Introduction
Haemoglobinopathies constitute the commonest recessive monogenic
disorders worldwide. They fall into two main groups: the thalassemia
syndromes and the structural hemoglobin variants (abnormal hemoglobin).
α, β, and δβ thalassemia are the main types of thalassemia with clinical
importance; the most frequent and clinically important structural
hemoglobin variants are HbS, HbE, HbC and HbD. The treatment of patients
presents a substantial global disease burden. Variants of thalassemia
and main abnormal hemoglobin interact to produce a wide range of
clinical disorders of varying severity (1). From clinical perspective
thalassemia syndromes were classified into Transfusion dependent
thalassemia and non-transfusion dependent thalassemia (2).Most of the
complications of thalassemia results from iron over load with liver and
heart being the main cause for morbidity and mortality (3).Other
complications mainly endocrine like osteoporosis (4),Diabetes
(5),Thyroid (6),Hypogonadism and fertility (7)(8),As well as cortisol
abnormalities(9).
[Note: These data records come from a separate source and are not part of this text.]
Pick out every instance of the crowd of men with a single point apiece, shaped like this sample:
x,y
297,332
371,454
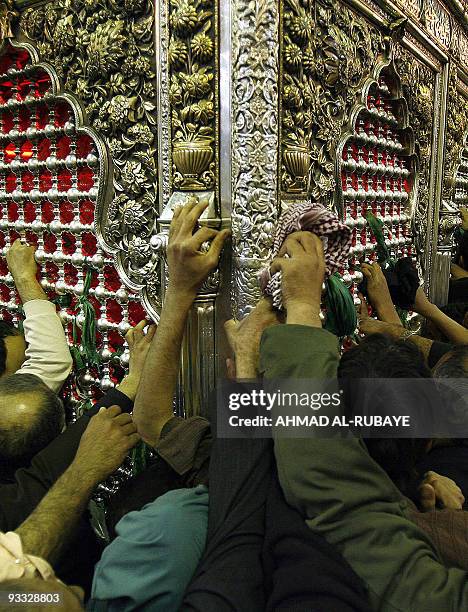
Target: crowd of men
x,y
222,524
Patient with thalassemia should go for ALLO-SCT
(Allogeneic stem cell transplantation ) if HLA identical sibling is
available or to maintain transfusion and chelating therapy lifelong in
the form of Desferal, Deferiprone or deferasirox or its new film coated
formula .(10).
The risk of neurologic compromise in this disease is in part due to the
fact that extramedullary hematopoiesis within the spinal canal can
result in the compression of neural structures. There have only been a
few reports in the literature describing spinal cord compression by such
a disease process(11)(12)
treatment options have been described, including transfusion
therapy(13)(11), laminectomy, radiotherapy(12)(14)(15) , and the use of
fetal hemoglobin inducing agents that decrease the hematopoietic drive.
However, the ideal management regimen remains controversial.